2 medium-sized onions, finely chopped
1-inch piece fresh root ginger, peeled and finely chopped
3 garlic cloves, crushed
½ teaspoon powdered saffron
5 fl. oz. yogurt
2 lb. boned leg of lamb, cut into small cubes
2 oz. butter
½ teaspoon hot chilli powder
1 teaspoon dill seed, lightly crushed
1 teaspoon salt
2 oz. ground almonds
5 fl. oz. double cream
In a large mixing bowl, combine half the onions, half the ginger, half the garlic, the saffron and 2 to 3 tablespoons of the yogurt. Mix in the meat and turn and toss the pieces so that they are all well coated. Set aside to marinate for 1 hour.
In a large saucepan, melt the butter over moderate heat. When the foam subsides, add the remaining onions, ginger and garlic. Fry, stirring occasionally, for 10 to 12 minutes or until the mixture is a deep golden brown. With a slotted spoon, transfer the onion mixture to a plate.

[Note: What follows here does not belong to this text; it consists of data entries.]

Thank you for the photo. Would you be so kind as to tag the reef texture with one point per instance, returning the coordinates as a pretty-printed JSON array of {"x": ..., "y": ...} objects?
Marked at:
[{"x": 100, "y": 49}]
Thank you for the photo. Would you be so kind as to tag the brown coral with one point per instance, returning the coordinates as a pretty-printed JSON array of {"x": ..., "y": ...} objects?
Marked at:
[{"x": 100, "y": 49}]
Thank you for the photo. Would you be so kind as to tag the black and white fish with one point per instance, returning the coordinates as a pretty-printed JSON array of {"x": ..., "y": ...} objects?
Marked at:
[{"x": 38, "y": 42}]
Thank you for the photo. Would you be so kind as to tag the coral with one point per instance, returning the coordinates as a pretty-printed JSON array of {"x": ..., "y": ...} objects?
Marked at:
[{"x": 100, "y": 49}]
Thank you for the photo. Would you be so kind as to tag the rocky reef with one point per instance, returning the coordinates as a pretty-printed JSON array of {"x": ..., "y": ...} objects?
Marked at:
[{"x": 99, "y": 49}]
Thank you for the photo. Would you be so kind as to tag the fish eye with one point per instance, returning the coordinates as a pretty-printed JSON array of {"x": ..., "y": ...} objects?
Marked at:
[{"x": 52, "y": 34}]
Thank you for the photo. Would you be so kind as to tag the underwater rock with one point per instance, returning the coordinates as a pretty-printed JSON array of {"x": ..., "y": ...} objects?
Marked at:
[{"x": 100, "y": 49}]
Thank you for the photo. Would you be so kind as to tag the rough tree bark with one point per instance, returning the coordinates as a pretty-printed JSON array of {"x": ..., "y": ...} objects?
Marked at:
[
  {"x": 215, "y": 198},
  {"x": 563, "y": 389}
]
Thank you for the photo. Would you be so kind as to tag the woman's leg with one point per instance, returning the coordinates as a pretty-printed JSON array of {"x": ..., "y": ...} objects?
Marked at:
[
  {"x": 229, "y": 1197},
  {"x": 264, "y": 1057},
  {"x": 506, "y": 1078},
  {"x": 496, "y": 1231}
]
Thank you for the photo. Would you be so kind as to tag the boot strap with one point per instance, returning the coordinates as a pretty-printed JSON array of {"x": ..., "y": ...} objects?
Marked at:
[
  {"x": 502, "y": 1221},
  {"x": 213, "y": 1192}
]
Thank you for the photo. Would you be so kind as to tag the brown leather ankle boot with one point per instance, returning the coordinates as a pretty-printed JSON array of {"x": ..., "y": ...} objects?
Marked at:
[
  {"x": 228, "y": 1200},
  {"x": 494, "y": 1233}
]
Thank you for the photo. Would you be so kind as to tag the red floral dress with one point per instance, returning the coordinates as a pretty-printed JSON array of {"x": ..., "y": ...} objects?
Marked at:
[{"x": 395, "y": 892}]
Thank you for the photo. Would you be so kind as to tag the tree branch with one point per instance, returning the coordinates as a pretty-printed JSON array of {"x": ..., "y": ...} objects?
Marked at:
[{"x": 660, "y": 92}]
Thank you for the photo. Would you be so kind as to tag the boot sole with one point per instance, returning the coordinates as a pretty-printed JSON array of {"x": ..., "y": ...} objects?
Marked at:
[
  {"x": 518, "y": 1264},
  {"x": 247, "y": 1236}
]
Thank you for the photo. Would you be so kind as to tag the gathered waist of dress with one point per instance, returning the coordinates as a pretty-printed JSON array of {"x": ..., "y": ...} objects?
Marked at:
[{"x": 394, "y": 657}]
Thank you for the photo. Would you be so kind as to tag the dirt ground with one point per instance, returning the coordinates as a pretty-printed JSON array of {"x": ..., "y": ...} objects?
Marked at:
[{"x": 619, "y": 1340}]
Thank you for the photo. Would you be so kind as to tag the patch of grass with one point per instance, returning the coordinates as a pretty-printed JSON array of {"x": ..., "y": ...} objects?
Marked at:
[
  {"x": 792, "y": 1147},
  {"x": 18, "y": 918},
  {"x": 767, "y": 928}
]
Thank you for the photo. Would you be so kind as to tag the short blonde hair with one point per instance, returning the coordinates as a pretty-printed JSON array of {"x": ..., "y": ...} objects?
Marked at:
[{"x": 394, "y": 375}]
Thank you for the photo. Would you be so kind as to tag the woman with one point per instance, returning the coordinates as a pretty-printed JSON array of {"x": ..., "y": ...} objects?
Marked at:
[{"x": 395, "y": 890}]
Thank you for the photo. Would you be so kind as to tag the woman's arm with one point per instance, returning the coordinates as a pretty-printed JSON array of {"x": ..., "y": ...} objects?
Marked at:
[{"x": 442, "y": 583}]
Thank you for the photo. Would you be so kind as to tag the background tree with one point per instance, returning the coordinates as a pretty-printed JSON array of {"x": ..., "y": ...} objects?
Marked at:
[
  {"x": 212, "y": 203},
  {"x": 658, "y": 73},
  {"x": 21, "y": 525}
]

Add the meat mixture to the saucepan, adding more butter if necessary.
Turning and tossing the cubes of meat, fry them well for 7 to 8 minutes, or until the cubes are well browned. Moisten the meat during frying with a spoonful or two of the yogurt. As it dries, add more yogurt.
Stir in the onion mixture, the chilli powder, dill seed, salt and any remaining yogurt. Reduce the heat to low and, stirring occasionally, continue cooking the meat, adding a spoonful or two of water if the mixture gets too dry, for 25 to 30 minutes or until the meat is tender.
In a small bowl, mix the almonds with the cream. Stir it into the lamb mixture. Cover the pan and cook the korma over very low heat for 15 minutes.
Transfer the korma to a warmed serving dish and serve immediately.